Thailand's housing market showed signs of recovery in the first quarter of 2026, driven by government stimulus. Transaction volumes rose, but gains in value lagged, highlighting weak purchasing power.
The Government Housing Bank warned that rising energy costs linked to the Middle East war, soft domestic demand, and a pullback in foreign buying could weigh on the sector for the rest of the year.
The housing market is expected to decline slightly in 2026 due to energy costs and inflation. However, government stimulus, extended loan-to-value easing, and fee cuts for certain homes will limit the downturn.
Foreign condominium demand weakened sharply in January-March, with transfers down about 17% year-on-year. Chinese buying declined by 43% in value, while Russian demand grew.
The bank expects a mild contraction in 2026, with transfers seen down 1.1% in volume and 2.3% in value. New mortgage lending is projected to fall 1.6%.

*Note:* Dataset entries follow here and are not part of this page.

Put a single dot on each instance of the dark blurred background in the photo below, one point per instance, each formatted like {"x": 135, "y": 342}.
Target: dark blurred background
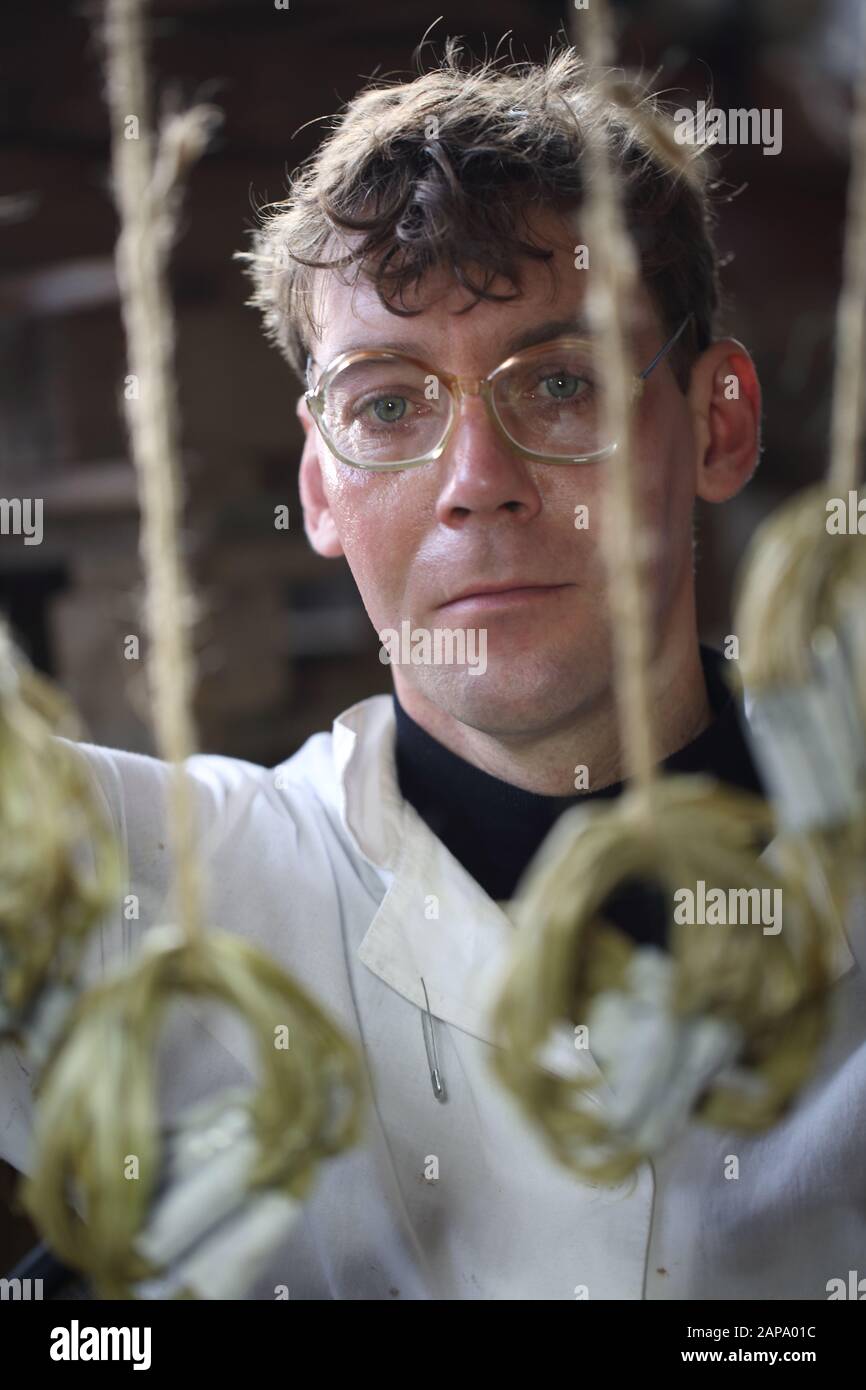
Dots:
{"x": 282, "y": 641}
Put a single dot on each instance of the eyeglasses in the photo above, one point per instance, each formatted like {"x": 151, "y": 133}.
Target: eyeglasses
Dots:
{"x": 385, "y": 410}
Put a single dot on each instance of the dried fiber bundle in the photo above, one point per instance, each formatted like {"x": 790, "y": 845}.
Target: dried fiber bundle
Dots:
{"x": 223, "y": 1184}
{"x": 801, "y": 617}
{"x": 97, "y": 1107}
{"x": 50, "y": 824}
{"x": 724, "y": 1023}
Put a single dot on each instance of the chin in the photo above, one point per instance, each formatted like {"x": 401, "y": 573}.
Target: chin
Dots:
{"x": 526, "y": 695}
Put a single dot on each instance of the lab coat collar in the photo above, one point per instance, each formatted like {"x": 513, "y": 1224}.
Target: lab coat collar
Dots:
{"x": 435, "y": 923}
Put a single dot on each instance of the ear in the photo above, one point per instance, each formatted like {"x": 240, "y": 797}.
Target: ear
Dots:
{"x": 724, "y": 399}
{"x": 317, "y": 519}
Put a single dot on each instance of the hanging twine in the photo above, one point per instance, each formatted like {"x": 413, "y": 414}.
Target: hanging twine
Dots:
{"x": 612, "y": 289}
{"x": 97, "y": 1100}
{"x": 146, "y": 192}
{"x": 724, "y": 1023}
{"x": 799, "y": 605}
{"x": 797, "y": 574}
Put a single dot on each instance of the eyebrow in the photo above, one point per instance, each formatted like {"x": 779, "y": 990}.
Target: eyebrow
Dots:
{"x": 523, "y": 338}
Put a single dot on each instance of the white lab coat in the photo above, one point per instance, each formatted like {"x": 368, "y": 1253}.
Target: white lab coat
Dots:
{"x": 325, "y": 866}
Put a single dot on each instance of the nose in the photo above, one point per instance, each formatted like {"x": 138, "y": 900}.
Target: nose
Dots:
{"x": 481, "y": 474}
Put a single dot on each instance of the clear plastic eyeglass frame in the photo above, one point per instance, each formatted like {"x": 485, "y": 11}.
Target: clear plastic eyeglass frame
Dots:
{"x": 463, "y": 387}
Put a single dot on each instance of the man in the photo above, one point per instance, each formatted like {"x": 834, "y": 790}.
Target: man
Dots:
{"x": 427, "y": 282}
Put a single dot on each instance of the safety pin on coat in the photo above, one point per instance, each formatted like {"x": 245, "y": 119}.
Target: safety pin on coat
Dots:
{"x": 430, "y": 1047}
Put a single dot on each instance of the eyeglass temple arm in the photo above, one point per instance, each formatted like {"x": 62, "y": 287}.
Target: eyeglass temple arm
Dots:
{"x": 666, "y": 348}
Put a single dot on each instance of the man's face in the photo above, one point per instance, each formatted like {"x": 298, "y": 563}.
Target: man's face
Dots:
{"x": 483, "y": 516}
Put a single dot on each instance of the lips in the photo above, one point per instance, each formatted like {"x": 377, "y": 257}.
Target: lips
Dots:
{"x": 505, "y": 591}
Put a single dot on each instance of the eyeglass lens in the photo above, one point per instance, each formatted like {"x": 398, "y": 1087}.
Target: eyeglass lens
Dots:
{"x": 388, "y": 410}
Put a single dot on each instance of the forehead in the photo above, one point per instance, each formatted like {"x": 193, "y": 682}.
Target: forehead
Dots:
{"x": 451, "y": 327}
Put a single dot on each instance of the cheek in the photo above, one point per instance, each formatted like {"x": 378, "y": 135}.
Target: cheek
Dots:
{"x": 373, "y": 516}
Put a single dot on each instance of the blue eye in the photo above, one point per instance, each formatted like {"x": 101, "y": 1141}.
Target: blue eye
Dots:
{"x": 389, "y": 409}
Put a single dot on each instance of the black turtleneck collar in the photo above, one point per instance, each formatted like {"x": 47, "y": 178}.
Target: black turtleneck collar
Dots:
{"x": 495, "y": 829}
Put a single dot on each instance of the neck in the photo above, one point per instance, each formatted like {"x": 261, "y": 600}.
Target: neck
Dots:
{"x": 544, "y": 761}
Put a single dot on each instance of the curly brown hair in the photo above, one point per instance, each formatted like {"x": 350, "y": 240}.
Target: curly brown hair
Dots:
{"x": 441, "y": 171}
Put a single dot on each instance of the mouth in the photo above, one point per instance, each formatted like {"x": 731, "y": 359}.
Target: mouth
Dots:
{"x": 492, "y": 597}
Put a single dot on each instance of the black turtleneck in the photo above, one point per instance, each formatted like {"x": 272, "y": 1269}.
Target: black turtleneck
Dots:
{"x": 495, "y": 829}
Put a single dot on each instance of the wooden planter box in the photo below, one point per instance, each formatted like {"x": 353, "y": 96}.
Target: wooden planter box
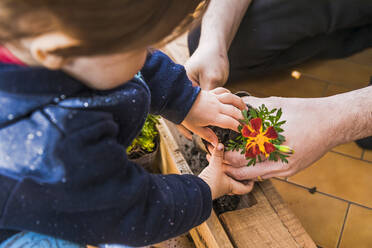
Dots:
{"x": 266, "y": 223}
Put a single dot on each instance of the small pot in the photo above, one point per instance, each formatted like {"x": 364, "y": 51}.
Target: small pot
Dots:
{"x": 224, "y": 135}
{"x": 147, "y": 160}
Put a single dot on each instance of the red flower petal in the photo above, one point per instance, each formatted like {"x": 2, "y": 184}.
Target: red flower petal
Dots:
{"x": 252, "y": 151}
{"x": 246, "y": 132}
{"x": 269, "y": 148}
{"x": 271, "y": 133}
{"x": 256, "y": 124}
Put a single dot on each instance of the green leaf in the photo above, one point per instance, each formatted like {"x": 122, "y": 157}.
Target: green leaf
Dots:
{"x": 245, "y": 114}
{"x": 279, "y": 114}
{"x": 253, "y": 113}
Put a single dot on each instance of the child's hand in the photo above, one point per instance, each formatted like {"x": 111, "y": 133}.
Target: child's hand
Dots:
{"x": 220, "y": 183}
{"x": 217, "y": 107}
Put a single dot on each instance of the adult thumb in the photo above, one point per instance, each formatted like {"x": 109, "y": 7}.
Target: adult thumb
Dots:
{"x": 217, "y": 155}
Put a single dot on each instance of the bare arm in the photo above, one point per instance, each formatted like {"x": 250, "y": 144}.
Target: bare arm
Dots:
{"x": 209, "y": 65}
{"x": 354, "y": 114}
{"x": 314, "y": 126}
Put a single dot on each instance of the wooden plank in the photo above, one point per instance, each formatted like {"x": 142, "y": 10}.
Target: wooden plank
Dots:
{"x": 288, "y": 218}
{"x": 211, "y": 233}
{"x": 258, "y": 226}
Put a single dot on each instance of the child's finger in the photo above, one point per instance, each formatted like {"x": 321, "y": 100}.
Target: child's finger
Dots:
{"x": 231, "y": 111}
{"x": 217, "y": 155}
{"x": 239, "y": 188}
{"x": 227, "y": 122}
{"x": 206, "y": 134}
{"x": 219, "y": 91}
{"x": 228, "y": 98}
{"x": 184, "y": 131}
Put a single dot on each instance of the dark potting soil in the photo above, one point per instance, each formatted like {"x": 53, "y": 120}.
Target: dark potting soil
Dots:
{"x": 196, "y": 159}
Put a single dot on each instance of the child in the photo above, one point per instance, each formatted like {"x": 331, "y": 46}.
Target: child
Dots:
{"x": 69, "y": 107}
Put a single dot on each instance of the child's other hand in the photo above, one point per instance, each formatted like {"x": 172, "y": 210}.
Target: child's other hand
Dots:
{"x": 220, "y": 183}
{"x": 217, "y": 107}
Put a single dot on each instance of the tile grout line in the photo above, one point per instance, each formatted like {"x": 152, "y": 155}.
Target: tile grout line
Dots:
{"x": 343, "y": 226}
{"x": 349, "y": 156}
{"x": 325, "y": 194}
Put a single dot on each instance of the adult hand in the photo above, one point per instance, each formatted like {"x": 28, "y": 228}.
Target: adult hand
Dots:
{"x": 208, "y": 67}
{"x": 220, "y": 183}
{"x": 309, "y": 131}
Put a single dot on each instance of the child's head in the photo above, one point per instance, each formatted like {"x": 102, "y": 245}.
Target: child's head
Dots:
{"x": 98, "y": 41}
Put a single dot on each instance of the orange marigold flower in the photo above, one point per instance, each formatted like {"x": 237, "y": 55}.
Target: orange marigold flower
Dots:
{"x": 258, "y": 141}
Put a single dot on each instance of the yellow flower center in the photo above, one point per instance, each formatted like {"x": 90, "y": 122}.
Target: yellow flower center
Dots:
{"x": 260, "y": 140}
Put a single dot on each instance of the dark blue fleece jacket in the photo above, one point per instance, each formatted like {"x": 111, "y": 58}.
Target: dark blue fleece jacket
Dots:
{"x": 63, "y": 167}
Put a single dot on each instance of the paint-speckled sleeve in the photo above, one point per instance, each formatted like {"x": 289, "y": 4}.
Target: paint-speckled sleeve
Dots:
{"x": 172, "y": 93}
{"x": 102, "y": 197}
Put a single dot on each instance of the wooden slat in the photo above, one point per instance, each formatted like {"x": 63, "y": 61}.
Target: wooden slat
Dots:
{"x": 286, "y": 215}
{"x": 210, "y": 234}
{"x": 258, "y": 226}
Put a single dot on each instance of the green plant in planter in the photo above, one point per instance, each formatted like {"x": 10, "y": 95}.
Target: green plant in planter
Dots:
{"x": 146, "y": 140}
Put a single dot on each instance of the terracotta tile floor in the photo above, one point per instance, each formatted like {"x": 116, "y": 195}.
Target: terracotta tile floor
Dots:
{"x": 339, "y": 214}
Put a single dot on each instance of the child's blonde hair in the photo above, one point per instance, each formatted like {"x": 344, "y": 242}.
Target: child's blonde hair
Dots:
{"x": 101, "y": 26}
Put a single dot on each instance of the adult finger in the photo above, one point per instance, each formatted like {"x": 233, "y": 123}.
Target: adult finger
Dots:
{"x": 235, "y": 159}
{"x": 239, "y": 188}
{"x": 207, "y": 134}
{"x": 184, "y": 131}
{"x": 227, "y": 122}
{"x": 232, "y": 99}
{"x": 231, "y": 111}
{"x": 208, "y": 157}
{"x": 219, "y": 91}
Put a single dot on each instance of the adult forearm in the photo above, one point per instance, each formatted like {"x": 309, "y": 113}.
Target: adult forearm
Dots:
{"x": 353, "y": 114}
{"x": 221, "y": 22}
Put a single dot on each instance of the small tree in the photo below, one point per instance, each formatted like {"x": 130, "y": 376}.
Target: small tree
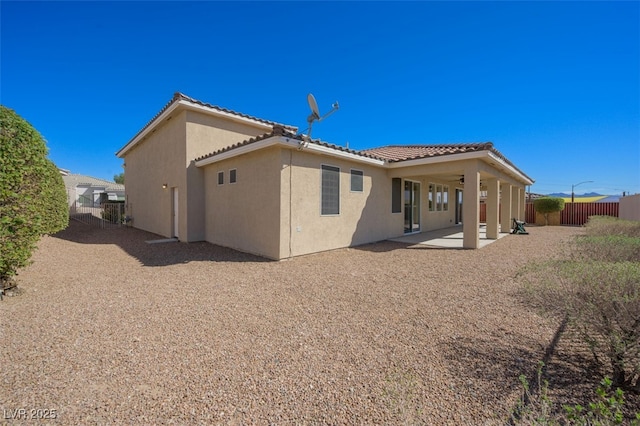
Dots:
{"x": 548, "y": 205}
{"x": 33, "y": 199}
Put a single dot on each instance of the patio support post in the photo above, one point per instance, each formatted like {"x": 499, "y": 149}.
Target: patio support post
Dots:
{"x": 471, "y": 210}
{"x": 505, "y": 208}
{"x": 493, "y": 204}
{"x": 515, "y": 202}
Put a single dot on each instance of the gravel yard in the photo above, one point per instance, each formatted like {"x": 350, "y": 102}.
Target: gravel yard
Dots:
{"x": 106, "y": 328}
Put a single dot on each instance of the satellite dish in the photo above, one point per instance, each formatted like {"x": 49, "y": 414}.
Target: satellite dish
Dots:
{"x": 315, "y": 113}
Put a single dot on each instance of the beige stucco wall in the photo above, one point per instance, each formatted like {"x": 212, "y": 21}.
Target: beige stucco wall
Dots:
{"x": 206, "y": 134}
{"x": 166, "y": 156}
{"x": 630, "y": 207}
{"x": 364, "y": 216}
{"x": 158, "y": 159}
{"x": 245, "y": 215}
{"x": 274, "y": 208}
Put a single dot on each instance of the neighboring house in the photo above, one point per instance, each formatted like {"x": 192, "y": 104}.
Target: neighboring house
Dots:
{"x": 87, "y": 191}
{"x": 199, "y": 172}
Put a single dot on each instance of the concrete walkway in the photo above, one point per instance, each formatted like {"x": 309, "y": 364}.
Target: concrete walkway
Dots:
{"x": 445, "y": 238}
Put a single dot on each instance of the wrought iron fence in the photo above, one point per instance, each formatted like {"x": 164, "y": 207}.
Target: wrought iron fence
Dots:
{"x": 104, "y": 215}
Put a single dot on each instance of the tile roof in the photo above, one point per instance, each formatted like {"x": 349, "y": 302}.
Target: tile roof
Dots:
{"x": 177, "y": 97}
{"x": 281, "y": 131}
{"x": 395, "y": 153}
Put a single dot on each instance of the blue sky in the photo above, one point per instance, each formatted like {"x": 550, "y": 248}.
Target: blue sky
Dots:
{"x": 554, "y": 85}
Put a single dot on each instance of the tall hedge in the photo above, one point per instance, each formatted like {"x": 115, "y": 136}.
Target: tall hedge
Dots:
{"x": 33, "y": 199}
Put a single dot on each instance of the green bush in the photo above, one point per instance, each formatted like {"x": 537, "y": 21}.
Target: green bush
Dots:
{"x": 33, "y": 199}
{"x": 536, "y": 407}
{"x": 547, "y": 205}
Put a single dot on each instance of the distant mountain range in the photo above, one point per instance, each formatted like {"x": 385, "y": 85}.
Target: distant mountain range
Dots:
{"x": 564, "y": 195}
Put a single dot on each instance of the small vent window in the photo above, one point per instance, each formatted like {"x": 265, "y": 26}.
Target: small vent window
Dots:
{"x": 356, "y": 180}
{"x": 330, "y": 190}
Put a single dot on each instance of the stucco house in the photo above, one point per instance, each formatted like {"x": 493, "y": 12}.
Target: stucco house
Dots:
{"x": 199, "y": 172}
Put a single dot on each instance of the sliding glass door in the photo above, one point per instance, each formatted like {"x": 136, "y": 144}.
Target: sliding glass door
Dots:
{"x": 411, "y": 206}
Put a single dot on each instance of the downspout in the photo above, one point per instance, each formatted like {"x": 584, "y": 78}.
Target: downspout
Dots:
{"x": 290, "y": 203}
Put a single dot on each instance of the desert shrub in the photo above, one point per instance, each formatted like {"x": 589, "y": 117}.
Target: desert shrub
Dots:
{"x": 33, "y": 199}
{"x": 536, "y": 407}
{"x": 608, "y": 225}
{"x": 610, "y": 248}
{"x": 547, "y": 205}
{"x": 602, "y": 301}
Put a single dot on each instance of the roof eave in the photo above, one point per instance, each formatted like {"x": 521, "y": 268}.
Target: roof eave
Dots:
{"x": 291, "y": 143}
{"x": 481, "y": 155}
{"x": 188, "y": 105}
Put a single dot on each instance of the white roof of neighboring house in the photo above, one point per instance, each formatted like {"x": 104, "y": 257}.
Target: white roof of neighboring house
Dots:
{"x": 73, "y": 180}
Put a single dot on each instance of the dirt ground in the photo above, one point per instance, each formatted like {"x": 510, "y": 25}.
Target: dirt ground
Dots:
{"x": 106, "y": 328}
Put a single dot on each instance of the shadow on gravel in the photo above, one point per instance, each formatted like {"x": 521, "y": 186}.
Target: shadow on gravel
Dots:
{"x": 133, "y": 241}
{"x": 490, "y": 372}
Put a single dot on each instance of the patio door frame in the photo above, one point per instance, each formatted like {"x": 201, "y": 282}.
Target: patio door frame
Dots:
{"x": 458, "y": 206}
{"x": 412, "y": 212}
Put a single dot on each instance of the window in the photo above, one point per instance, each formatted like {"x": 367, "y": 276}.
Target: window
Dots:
{"x": 445, "y": 198}
{"x": 396, "y": 195}
{"x": 438, "y": 197}
{"x": 330, "y": 190}
{"x": 356, "y": 180}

Residential unit transfers rose 11.2% year-on-year in the first quarter, while value increased by a modest 3.1%, indicating a shift towards lower-priced homes.
Higher energy and construction costs, driven by geopolitical tensions, are weighing on household purchasing power.
Thailand's household debt stood at 16.44 trillion baht ($504.45 billion) at the end of last year, or 86.7% of GDP, one of Asia's highest levels.
Housing loans are starting to recover after a prolonged downturn, with new mortgage lending rising 11.1% year-on-year to about 122 billion baht in the first quarter.